Tuesday, October 30, 2018

Times change, some people don't 181030



      I grew up in a home with a family that was, I thought, just like any other family. I didn't know any better. My friends in the neighborhood all lived in similar circumstances. The houses were all old like ours and kids were plentiful. Our house was built in 1904 and this picture was taken in 1960. Until I studied this picture I had never realized how poor we were. Looking at it, I see worn out highchairs, my brother and sister in what amounts to raggedy clothes and them needing baths. Look closely at the kitchen stove on the right. It is an apartment sized stove for people who rarely cook. It had 4 small burners and a very small oven, and yet mom cooked for 8 people on it every day and on holidays the the group she fed was at least 2-3 times that many. The stove was not even big enough to have 2 large pots on it side by side. The kitchen was so small the table was pushed against the wall most of the time so traffic could pass through, leaving seating for 4 people in a family of 8. The highchairs seated the 2 littlest and at times there was 1 on mom's lap. The house originally had a beautiful formal dining room with a hardwood floor, but that turned into a bedroom in the late fifties as the family continued to grow. The heat was an old coal furnace that heated large brass radiators in 5 rooms. There was an old chicken house in back of the yard. It was torn down when I was a kid and burned on site. The house was just 12 feet from the street, but the lot was 100 or so feet deep. It had a detached garage on one side, but the other side had an exact duplicate of our house, but reversed, like 2 apartments side by side. It was close enough that a grown man could almost stretch his arms and touch both homes. There was a window in each house in the upstairs hall facing each other, close enough that if I could have ever found a wooden plank to place across the gap I would have walked back and forth between them. I had a strange affinity for heights back then. I was always climbing things just to be up high. We had the 2 story house at the near top of the hill and I would climb out the bedroom window at night and climb to the peak of the roof and sit there looking at everything below. It was high enough that I could see lights on businesses and houses several blocks away.
      My father never aspired to anything beyond taking care of his family. I was raised that way and that was my thinking until about 1980 when I began to see how much better other people lived and with Joyce's encouragement we started thinking on a different level. It was the first time we ever had any money to save. But while I had my goals set, I still thought family was more important than anything else and I was never taught any different. The people I knew in the eighties had nicer homes and more income, but they still did not have that idea that money was above all other things.
      Back in the seventies, when I repaired TV sets I met some very well off people and I was always surprised at how unhappy they all seemed to be. They would sit and watch me fixing their sets and tell me about how bad everything was. All the while they were living in a beautiful lakeside home with nice furnishings, boat docks for fancy boats, and driving expensive cars. I never understood how things were so bad for them.

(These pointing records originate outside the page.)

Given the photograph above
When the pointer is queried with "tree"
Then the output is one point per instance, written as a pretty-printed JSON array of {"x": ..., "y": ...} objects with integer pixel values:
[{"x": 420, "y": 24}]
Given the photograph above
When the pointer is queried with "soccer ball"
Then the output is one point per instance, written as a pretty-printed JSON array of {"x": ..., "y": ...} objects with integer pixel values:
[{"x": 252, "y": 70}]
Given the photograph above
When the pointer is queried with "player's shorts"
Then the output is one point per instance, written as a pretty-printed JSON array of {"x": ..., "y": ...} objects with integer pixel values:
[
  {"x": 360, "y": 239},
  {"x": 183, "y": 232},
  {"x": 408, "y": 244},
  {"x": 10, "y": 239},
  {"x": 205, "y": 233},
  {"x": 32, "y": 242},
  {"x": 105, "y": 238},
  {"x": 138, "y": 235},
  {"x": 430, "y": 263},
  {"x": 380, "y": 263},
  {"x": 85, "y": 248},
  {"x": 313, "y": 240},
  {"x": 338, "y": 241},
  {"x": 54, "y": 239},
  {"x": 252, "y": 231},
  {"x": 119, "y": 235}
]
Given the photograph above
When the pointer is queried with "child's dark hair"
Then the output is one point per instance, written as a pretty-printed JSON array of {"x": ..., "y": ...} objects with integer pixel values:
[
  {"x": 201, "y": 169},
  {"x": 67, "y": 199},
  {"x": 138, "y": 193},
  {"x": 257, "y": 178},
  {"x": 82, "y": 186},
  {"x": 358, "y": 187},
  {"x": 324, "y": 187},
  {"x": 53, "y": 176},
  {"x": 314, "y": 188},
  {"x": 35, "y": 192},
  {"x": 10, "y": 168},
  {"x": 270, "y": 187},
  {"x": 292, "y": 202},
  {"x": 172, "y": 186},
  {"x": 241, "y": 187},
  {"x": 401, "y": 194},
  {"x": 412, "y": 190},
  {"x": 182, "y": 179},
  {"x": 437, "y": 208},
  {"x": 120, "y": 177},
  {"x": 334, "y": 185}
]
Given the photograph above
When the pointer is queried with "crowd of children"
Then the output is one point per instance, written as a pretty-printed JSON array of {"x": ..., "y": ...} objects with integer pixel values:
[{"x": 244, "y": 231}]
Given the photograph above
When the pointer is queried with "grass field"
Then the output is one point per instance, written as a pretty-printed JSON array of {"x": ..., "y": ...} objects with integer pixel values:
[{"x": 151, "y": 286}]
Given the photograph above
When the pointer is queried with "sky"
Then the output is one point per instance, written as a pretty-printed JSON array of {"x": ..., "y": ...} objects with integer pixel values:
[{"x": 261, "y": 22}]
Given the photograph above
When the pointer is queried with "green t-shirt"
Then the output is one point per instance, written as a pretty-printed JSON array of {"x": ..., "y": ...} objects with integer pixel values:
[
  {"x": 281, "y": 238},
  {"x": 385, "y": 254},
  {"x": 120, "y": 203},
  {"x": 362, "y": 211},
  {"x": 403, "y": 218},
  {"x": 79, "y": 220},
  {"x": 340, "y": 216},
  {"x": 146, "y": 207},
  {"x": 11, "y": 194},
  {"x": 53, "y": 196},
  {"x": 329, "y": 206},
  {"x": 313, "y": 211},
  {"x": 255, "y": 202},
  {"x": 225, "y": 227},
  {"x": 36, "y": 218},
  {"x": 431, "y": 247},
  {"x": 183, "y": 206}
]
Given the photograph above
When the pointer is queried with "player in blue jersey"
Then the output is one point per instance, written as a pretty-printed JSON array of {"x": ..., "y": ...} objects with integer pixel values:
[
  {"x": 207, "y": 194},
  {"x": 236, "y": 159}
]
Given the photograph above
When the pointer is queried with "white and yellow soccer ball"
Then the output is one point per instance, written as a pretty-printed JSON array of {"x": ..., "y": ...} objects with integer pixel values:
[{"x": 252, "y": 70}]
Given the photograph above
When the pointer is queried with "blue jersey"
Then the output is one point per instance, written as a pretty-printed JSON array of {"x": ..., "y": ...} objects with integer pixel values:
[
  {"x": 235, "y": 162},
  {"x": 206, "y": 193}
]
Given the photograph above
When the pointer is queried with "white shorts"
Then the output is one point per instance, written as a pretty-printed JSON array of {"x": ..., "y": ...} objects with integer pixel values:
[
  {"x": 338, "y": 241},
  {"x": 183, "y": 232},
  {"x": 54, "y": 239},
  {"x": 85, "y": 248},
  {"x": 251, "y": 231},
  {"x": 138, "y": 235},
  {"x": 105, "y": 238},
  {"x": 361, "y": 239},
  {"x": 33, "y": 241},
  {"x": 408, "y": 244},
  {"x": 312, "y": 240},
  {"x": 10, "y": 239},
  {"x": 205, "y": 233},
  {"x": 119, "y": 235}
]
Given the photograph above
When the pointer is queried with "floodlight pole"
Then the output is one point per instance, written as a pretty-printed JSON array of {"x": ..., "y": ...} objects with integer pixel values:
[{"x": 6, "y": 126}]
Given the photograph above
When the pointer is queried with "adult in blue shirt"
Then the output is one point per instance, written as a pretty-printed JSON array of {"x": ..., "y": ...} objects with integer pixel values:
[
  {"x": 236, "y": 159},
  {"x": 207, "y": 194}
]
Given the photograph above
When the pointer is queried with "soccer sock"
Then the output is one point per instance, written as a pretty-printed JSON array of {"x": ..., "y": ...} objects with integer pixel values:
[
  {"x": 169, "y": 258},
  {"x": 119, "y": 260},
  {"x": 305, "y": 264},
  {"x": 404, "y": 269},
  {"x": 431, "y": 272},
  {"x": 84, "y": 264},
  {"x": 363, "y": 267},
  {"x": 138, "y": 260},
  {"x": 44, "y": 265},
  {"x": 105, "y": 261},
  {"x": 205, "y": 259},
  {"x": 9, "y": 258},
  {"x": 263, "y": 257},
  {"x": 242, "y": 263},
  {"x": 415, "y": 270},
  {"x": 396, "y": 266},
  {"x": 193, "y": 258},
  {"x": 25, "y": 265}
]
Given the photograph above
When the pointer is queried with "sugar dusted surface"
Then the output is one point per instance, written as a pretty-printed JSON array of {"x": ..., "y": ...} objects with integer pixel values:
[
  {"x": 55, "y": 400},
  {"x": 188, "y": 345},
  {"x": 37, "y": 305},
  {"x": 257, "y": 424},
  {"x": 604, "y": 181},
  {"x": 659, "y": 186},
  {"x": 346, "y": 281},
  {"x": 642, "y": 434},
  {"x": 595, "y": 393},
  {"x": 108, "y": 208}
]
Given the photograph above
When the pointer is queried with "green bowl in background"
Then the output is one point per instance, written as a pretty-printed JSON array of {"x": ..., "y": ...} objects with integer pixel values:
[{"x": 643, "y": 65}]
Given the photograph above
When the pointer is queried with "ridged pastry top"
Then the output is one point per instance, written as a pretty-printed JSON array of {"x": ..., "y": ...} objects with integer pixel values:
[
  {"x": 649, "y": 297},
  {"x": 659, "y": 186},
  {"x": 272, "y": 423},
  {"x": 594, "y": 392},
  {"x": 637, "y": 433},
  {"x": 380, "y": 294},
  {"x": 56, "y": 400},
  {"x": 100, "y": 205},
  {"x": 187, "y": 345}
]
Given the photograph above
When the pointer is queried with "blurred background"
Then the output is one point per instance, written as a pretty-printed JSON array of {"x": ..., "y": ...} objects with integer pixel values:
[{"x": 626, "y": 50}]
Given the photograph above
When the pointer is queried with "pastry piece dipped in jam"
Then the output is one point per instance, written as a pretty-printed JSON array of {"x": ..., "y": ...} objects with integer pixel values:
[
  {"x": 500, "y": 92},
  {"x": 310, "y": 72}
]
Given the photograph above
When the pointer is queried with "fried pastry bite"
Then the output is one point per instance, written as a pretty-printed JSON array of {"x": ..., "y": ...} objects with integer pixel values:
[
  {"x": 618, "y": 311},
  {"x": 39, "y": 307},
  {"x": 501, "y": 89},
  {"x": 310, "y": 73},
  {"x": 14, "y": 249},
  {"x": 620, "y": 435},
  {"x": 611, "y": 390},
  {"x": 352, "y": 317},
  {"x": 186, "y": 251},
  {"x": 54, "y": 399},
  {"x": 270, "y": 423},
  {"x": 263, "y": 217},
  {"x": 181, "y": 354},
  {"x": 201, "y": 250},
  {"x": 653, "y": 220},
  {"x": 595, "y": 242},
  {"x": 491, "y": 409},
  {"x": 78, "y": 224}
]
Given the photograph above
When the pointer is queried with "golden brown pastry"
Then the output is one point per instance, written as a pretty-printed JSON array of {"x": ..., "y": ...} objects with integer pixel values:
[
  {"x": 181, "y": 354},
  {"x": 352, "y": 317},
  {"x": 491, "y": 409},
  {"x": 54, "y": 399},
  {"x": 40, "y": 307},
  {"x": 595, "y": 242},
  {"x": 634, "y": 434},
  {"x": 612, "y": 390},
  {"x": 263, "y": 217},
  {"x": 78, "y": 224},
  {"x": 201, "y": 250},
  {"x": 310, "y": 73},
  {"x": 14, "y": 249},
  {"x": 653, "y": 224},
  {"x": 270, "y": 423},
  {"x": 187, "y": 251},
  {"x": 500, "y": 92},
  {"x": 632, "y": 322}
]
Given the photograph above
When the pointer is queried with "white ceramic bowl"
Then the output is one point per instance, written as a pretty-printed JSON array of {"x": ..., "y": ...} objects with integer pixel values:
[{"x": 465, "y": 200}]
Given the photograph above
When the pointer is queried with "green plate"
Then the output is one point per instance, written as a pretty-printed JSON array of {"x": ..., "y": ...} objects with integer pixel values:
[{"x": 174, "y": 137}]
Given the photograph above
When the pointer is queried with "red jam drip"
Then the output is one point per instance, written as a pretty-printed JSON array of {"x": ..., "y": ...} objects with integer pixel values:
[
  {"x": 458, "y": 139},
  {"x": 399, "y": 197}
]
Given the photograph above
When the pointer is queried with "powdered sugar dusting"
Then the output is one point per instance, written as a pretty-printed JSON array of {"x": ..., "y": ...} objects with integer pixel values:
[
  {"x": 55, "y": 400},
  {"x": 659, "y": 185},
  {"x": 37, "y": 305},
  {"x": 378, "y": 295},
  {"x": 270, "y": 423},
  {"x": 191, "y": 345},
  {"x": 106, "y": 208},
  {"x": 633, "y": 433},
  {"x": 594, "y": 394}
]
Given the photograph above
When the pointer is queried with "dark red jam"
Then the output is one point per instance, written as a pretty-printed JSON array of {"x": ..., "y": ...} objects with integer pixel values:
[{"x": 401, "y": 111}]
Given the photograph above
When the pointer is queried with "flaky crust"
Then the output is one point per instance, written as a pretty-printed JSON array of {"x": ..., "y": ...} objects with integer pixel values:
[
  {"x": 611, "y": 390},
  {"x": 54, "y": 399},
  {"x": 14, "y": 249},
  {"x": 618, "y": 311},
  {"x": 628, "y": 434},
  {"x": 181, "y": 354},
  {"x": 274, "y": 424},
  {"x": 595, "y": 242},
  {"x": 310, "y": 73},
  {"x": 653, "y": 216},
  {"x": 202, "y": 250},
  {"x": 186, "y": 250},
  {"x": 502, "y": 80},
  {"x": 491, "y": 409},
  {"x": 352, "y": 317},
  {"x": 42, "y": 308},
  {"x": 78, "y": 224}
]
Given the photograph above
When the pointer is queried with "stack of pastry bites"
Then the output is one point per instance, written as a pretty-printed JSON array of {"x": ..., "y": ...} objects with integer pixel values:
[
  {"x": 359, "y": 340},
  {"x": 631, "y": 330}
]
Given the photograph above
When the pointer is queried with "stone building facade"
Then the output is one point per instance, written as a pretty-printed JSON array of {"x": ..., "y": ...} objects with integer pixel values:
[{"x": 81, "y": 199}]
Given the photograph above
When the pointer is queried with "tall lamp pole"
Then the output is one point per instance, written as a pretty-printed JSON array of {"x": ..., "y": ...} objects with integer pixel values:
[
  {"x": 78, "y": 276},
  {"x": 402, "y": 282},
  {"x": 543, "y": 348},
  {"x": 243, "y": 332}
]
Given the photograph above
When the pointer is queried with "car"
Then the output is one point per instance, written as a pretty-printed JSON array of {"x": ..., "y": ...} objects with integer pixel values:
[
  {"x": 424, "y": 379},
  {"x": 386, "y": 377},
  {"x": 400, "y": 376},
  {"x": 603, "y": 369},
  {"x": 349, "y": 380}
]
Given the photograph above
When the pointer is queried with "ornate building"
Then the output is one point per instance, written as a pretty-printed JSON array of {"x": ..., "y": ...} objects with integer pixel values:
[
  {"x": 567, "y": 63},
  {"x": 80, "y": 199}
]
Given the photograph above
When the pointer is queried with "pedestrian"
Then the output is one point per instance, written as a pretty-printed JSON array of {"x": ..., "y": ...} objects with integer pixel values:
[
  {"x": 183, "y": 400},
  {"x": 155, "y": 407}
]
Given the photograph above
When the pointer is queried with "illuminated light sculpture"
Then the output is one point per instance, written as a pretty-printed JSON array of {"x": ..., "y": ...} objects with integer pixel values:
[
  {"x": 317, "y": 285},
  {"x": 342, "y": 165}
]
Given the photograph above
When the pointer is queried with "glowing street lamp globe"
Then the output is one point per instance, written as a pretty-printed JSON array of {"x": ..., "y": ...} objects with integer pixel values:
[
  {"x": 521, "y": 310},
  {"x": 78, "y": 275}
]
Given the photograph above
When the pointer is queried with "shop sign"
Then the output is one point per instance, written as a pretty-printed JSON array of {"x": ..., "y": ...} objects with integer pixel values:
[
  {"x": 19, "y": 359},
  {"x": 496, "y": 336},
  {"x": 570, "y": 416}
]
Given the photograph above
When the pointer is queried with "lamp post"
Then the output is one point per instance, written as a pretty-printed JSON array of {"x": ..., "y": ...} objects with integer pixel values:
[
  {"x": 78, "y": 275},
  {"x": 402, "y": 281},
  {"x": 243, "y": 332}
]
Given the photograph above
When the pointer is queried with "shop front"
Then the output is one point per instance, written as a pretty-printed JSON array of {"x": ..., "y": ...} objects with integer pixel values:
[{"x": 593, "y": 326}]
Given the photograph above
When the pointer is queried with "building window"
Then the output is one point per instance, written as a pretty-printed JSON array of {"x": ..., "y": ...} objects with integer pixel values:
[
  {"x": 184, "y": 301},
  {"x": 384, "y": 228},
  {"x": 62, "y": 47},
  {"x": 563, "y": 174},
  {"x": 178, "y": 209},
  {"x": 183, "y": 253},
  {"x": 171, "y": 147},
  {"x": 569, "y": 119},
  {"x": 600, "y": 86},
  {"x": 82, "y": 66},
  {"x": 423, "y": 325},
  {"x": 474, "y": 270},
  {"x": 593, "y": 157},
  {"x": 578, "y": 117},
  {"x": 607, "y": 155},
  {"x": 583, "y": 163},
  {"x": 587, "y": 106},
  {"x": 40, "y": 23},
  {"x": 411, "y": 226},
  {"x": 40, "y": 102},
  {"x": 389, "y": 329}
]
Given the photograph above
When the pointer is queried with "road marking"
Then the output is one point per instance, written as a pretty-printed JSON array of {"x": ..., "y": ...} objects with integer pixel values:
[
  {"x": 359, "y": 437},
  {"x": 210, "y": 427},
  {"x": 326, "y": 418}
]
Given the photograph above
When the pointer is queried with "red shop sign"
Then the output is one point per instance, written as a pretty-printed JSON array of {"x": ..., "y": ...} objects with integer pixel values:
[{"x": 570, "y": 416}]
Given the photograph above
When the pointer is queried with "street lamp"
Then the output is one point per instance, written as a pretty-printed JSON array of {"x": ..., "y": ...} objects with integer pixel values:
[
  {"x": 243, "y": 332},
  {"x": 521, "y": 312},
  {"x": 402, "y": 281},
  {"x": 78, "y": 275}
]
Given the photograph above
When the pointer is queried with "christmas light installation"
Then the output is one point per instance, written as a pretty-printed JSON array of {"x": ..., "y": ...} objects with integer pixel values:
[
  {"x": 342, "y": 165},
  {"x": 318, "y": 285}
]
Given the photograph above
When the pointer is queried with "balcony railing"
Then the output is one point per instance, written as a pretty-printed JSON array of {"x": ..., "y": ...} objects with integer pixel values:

      I am not claiming that anything I've done in my life, or failed to do, is anyone's fault but my own. I probably could have done better than I did, could have made less mistakes, could have found jobs/careers that paid more, but I always felt I liked what I was doing and did the best I could at something I wanted to do and took care of my family. That was always more important than anything to me.
      I think that is still what is important to anyone I know now, but maybe we are just different than a lot of other people these days.